Biomedical Research / Scientific Community

Featured Investigators

We’re proud to provide a platform for researchers across the world to explore topics within and adjacent to the single ventricle field. This series specifically highlights the work of early career investigators that are moving the needle in the single ventricle research landscape.

Andrew Hudson, MS

Andrew Hudson is a PhD student in Adam Feinberg’s Regenerative Biomaterials and Therapeutics Group at Carnegie Mellon University in Pittsburgh, PA. Andrew received his B.Sc. in Materials Science and Engineering in 2014 and his M.Sc. in Biomedical Engineering in 2015 from Carnegie Mellon University. Andrew’s research is focused on improving the resolution and vascularization of 3D bioprinted tissues to engineer the next generation of living tissues including human cardiac muscle. Andrew is a co-founder of FluidForm, a CMU-based startup that uses proprietary technology developed by Andrew and his colleagues in the Regenerative Biomaterials and Therapeutics Group, which was published in Science in 2019. Andrew’s goals are to improve the clinical translational potential of tissue engineered therapies and regenerative medicine capabilities, especially for the pediatric population.

Article published November 15, 2021

What inspired you to conduct research in cardiovascular science and to include single ventricle as a focus? 

Biomedical engineering was my additional major as an undergraduate and I really enjoy working in medicine indirectly by trying to build future technologies. I first got into 3D bioprinting as a summer researcher at RWTH Aachen University in Germany. When I came back to Carnegie Mellon University for my senior year, I was really impressed with the then-unpublished bioprinting work done by TJ Hinton in Adam Feinberg’s lab and I managed to join the lab for my Master’s and Ph.D. work. My top interests in medicine have always been pediatrics and cardiology, so joining AVCC was a no-brainer. The return in patient years to improving pediatric medicine is the highest of any field and technology in a cardiovascular context also helps tackle the largest cause of death in developed nations.
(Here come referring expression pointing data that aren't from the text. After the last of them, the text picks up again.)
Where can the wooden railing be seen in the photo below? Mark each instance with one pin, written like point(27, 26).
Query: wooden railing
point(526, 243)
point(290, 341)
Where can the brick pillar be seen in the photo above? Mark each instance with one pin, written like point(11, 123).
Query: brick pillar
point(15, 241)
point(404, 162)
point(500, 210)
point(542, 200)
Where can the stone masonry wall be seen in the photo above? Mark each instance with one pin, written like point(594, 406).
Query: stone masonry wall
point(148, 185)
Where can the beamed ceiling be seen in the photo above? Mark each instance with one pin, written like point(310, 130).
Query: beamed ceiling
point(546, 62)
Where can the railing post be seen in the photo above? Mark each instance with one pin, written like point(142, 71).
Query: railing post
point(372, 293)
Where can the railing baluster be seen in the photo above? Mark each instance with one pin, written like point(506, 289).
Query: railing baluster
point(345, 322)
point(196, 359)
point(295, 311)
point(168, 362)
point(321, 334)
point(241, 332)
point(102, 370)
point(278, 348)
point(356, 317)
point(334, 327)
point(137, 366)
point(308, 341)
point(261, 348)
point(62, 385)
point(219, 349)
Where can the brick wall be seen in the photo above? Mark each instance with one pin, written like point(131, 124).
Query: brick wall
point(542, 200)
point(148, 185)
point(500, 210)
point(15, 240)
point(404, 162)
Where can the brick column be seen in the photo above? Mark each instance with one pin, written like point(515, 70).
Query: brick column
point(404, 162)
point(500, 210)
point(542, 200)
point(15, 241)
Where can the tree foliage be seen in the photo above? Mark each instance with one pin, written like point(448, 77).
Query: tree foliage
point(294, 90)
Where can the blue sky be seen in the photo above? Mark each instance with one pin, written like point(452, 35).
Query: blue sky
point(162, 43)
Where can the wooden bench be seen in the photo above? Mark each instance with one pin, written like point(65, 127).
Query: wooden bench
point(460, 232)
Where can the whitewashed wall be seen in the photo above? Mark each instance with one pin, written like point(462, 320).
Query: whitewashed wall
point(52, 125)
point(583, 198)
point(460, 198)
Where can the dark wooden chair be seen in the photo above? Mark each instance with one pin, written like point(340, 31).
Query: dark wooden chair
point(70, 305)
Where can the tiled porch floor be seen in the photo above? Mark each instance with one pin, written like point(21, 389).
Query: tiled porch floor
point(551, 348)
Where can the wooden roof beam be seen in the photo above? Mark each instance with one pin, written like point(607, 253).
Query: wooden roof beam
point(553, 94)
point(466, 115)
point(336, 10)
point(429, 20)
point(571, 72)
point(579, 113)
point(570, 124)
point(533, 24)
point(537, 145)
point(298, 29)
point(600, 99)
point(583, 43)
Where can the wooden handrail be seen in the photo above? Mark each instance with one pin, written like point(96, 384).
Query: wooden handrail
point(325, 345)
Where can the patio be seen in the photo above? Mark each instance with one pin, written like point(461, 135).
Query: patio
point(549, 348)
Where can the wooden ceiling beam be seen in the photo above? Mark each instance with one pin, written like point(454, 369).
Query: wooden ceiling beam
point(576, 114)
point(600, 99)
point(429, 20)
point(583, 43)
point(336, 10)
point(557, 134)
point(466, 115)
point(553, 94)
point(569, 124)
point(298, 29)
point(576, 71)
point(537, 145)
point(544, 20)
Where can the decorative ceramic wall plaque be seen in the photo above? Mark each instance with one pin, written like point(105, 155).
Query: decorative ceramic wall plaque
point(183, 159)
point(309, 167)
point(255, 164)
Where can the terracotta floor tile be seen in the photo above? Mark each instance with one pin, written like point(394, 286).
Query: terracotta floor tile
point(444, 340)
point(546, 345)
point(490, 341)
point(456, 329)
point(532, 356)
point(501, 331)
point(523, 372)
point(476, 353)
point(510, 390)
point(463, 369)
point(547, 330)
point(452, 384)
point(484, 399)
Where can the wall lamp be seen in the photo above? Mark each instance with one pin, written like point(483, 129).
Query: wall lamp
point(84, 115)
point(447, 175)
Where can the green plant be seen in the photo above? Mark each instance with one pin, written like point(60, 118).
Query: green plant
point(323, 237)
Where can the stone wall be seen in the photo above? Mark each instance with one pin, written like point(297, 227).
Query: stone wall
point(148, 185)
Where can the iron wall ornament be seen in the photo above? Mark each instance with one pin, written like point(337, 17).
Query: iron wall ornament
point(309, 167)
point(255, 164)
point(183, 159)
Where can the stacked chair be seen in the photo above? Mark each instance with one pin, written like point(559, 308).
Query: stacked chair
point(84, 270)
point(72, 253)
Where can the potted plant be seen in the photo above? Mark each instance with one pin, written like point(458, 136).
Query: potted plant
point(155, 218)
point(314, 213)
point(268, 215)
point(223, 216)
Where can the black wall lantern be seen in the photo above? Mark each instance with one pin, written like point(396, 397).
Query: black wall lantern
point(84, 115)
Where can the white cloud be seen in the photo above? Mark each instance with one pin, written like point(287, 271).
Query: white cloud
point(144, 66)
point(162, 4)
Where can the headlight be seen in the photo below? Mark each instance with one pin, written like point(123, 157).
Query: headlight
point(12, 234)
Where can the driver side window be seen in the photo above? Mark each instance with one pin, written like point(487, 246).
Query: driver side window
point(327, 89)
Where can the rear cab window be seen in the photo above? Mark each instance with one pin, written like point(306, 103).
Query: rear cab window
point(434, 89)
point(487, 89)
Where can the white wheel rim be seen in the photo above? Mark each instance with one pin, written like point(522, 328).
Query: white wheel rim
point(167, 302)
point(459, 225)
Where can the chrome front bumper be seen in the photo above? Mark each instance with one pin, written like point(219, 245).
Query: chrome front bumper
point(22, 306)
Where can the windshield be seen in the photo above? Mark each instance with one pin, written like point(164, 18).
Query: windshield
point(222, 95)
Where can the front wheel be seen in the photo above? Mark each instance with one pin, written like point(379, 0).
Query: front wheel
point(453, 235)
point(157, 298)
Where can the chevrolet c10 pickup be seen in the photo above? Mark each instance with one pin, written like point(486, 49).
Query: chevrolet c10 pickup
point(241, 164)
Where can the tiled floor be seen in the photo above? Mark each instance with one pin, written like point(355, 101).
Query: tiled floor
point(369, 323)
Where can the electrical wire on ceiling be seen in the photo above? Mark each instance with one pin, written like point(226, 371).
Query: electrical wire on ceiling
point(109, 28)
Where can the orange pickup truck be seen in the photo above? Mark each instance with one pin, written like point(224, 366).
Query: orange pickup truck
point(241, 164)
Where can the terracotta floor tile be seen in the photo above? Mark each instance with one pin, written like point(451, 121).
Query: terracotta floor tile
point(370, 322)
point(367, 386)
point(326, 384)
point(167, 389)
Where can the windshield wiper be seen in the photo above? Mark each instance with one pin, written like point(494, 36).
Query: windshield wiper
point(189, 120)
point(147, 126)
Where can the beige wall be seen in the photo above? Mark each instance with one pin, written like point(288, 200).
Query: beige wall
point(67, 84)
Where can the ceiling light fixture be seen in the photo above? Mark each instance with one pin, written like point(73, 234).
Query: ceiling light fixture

What motivates you to do what you do?

My grandmother was diagnosed with pancreatic cancer when I was in high school and died several months later. Since then I always wanted to try and improve human health and longevity. I’ve been very lucky to find a field that fits my skill set, interests, and has a very promising future.

Based on your experience, what are some gaps in the field we have yet to fill as a community? What resources and/or groups are needed to close these gaps?

In the context of 3D bioprinting, getting closer to in vivo levels of tissue function is a huge challenge. This is partially due to how the body is very good at developing, growing and maturing tissues naturally, but if we are making a tissue from scratch, we have to start doing a portion of that maturation before implantation. Culturing a large amount of cells (1 billion or more) is quite labor and material intensive for labs doing 2D cell culture. Additionally, the variability in cells or biomaterials from patient to patient or lot to lot makes manufacturing tissues with them a moving target that needs to be pinned down. Lastly, there’s always the question of what regulations and standards these future therapies will be held to.

I think developing the next generation of bioreactors will go a long way in taking a nascent tissue and forming it into one that is more functional to implant it where the body will continue to mature it. There are many groups working on ways to culture cells in 3D, and I hope they can be translated to patient-specific stem cells well. There might not be a solution to patient cell variability, but I think more recombinant or “designer” materials like collagen will become more prevalent and hopefully reduce lot to lot inconsistencies. It’s obvious the FDA will be involved in translating these therapies to the bedside, so a frequent dialogue with them and similar agencies will be crucial.

Research labs at universities will continue to do a lot of work and I think the power of these therapies will attract more and more attention from large medical device and pharmaceutical companies who can help tremendously in developing these technologies further. The FDA will ensure GMP grade systems can be baked into the development of these systems to ensure they produce tissues reliably and safely.

What’s the one thing you wish people knew about this disease?

It requires several significant reconstructive surgeries that are not easy on either the patient or the family.

As an early-career investigator, how do you see collaboration between communities evolving over the years? What would you like to see change?

I think one of the most powerful things AVCC has done is bring academic researchers and clinicians together to round out their views. We academics can get lost in the rabbit hole of scientific investigation and lose track of translation. Talking with physicians helps act as our North Star to keep us heading towards translating these powerful new technologies to the clinic. For physicians I think it’s helpful for them to hear from academics what the very current states of these research fields are without having to wait and read lots of papers in five years. Physicians are also learning what we researchers can and cannot easily biomanufacture which helps guide what projects should be prioritized as low hanging fruit with high impact potential. If anything, there should be more interactions between these two to see what lies in the sweet spot of things physicians need and what researchers can biomanufacture in the near future.

What advice do you have for other early-career investigators looking to get into this space?

The size of these challenges is so large that it’s difficult to do it with just your lab. Look for other groups in this space and think how your technology can improve even one portion of the developmental pipeline and try to fit it in.